Но те не остановились, охватили пришельцев в кольцо, отталкивая под стену, в сторону открытой шахты лифта.

— Эй, дальше уже ни шагу, — произнес Томаш, но как-то слабо, без уверенности. Он понимал, что никто не остановится. Даже Малгося.

— Вы, дайте проход! — завопил Михал. — Пройти дайте!

И прежде, чем Томаш понял идею парня, Михал бросился вперед, оттолкнул первого попавшегося мужика, так что тот беспомощно полетел на остальных — блеснули белки, блеснули клыки. Михал схватил Малгосю за мокрое запястье, рванул, совершенно безвольную, та споткнулась на лежавшем на полу теле. Глянула на Михала — не узнала.

— Дай место! — рявкнул он снова.

И до Томаша дошло. Никогда раньше не думал он, что способен убить человека, но разве была сейчас людьми эта банда ангелов с мертвыми глазами? Что они здесь делали? Он выстрелил. На сей раз отдача уже не была для него неожиданностью. Специально он ни в кого не целился, рассчитывая на то, что пуля попросту сделает пролом в людской стене, и потому промахнулся, пуля помчалась, ударилась где-то в стену, кто-то сзади упал — быть может, выстрел все же оказался прицельным? Он выстрелил снова. Мужчина словно с журнальных страниц, с торсом-треугольником, получил пулю в живот, скорчился, упал и пополз к Томашу. Блин, но ведь он должен умереть. Томаш снова выстрелил.

Малгося не сопротивлялась, зато упыри сгрудились вокруг Михала. Он еще видел дорогу, даже ударил ножом в первую протянувшуюся к себе руку, но тут кто-то рванул его за плечо. Томаш поглядел на напарника с тревогой, успеет ли? Вроде бы и должен, но люди толпились на лестнице, тело к телу. Уже трое подстреленных ползло по полу, бездарно, но быстро. Один почти что достал щиколотку дантиста. Тот выстрелил в толпу в пятый раз, целясь в самый центр ближнего к нему лба. Ствол дернуло вверх, пуля пошла над целью, прозвучал отзвук удара, что-то свистнуло над ухом. Ранило Михала.

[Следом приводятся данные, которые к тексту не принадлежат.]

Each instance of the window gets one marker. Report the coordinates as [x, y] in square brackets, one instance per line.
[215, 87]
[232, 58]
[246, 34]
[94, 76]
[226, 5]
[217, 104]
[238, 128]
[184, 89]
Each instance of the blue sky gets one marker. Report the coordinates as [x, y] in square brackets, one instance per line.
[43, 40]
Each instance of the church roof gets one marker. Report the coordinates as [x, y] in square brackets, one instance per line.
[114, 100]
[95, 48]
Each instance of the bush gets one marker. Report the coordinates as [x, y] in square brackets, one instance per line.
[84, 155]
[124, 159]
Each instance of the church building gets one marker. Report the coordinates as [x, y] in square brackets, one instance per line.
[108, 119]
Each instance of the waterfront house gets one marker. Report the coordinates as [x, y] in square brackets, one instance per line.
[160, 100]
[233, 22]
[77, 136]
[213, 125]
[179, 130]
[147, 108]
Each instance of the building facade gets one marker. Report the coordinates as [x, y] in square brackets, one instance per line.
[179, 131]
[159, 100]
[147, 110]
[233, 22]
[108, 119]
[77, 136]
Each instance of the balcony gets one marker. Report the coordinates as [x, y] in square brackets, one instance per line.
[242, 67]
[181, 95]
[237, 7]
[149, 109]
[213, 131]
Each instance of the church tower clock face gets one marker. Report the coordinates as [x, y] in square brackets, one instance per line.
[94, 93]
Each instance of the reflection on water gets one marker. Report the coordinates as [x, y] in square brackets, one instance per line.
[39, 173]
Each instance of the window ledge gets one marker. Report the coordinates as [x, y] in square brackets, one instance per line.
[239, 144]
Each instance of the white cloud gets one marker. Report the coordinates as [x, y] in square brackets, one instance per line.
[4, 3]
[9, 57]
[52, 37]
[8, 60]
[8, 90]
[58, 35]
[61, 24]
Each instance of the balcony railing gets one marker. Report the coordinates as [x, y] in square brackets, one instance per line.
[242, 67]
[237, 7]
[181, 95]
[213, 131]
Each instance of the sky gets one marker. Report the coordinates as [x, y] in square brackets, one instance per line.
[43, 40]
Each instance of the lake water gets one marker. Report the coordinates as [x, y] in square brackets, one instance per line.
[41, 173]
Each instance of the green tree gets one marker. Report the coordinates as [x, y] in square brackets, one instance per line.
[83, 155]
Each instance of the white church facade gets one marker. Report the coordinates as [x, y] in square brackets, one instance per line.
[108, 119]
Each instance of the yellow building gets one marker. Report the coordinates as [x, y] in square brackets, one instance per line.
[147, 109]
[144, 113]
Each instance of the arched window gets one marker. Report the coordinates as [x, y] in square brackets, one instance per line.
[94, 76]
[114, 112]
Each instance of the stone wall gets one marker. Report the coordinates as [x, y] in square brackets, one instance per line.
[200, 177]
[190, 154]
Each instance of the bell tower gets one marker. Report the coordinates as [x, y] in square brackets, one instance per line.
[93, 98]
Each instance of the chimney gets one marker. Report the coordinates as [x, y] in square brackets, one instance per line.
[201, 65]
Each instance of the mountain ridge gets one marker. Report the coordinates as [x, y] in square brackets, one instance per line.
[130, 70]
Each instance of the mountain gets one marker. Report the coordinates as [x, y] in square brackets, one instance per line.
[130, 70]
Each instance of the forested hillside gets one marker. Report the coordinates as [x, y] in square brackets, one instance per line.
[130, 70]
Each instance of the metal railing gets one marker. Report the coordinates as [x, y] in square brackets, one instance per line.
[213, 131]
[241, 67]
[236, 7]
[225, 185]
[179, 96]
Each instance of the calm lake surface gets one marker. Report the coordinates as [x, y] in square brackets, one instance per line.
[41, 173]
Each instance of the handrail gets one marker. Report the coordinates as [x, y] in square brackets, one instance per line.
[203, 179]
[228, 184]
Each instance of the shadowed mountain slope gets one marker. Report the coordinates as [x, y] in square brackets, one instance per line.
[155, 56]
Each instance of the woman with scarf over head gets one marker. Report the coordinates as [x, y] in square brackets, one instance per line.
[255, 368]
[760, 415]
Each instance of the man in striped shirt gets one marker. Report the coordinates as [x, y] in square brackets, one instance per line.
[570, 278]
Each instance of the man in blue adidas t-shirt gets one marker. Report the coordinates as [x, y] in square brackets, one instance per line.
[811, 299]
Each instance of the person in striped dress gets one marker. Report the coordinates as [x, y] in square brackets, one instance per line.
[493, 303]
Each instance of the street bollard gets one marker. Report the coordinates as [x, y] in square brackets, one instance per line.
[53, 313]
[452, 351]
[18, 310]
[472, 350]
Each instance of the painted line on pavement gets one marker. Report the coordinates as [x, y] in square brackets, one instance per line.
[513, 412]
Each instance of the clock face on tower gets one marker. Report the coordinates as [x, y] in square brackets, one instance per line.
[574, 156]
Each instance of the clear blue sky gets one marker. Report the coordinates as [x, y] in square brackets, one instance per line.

Тот дернулся, под ребром тут же начало расширяться кровавое пятно. Парень упал, но Малгоси не отпустил, та полетела за ним, развернувшись во время падения. Их лица очутились друг напротив друга. От Малгоси несло могилой. Михал лишь простонал, наверняка хотел попросить у любимой помощи, только Малгося не слышала уже ничего, кроме Святого Вроцлава. Она укусила парня за щеку, сильно, потом рванула, вырывая кусок плоти.

Томаш бросился к напарнику. Не успел. Упыри уже наползли на Михала, кусая, дергая, вонзая когти в тело. Тот вопил. В мгновение ока у него не осталось лица, ему оторвали уши, распахали кожу на ладонях и коленях, содрали одежду вместе с мясом; парень только слабо дергался. Последнее, что запомнил Томаш, это был глаз цвета шляпки гриба-масленка, выпученный в страхе за собственную жизнь.

Михал замолк, полностью исчез под телами вампиров. Путь к отступлению для Томаша был отрезан. Он боялся стрелять — остался всего один патрон. Сноп света дергался на лицах преследователей, и все они показались ему копию одного, жаждущего крови. Голодные глаза, клыки, к нему уже тянулись руки. Михал лежал, не двигаясь, узнать его теперь было невозможно; Малгося пальцами вытягивала его внутренности. Вот и конец, подумал Томаш, даже без страха за самого себя, пораженный лишь самим существованием силы, которая так преобразила его дочь. Еще мгновение, всего лишь кусочек жизни — и он не сможет их разбросать, ведь не прыгнет же над головами. Даже до окна не доберется. Томаш сунул ствол пистолета в рот, но не выстрелил.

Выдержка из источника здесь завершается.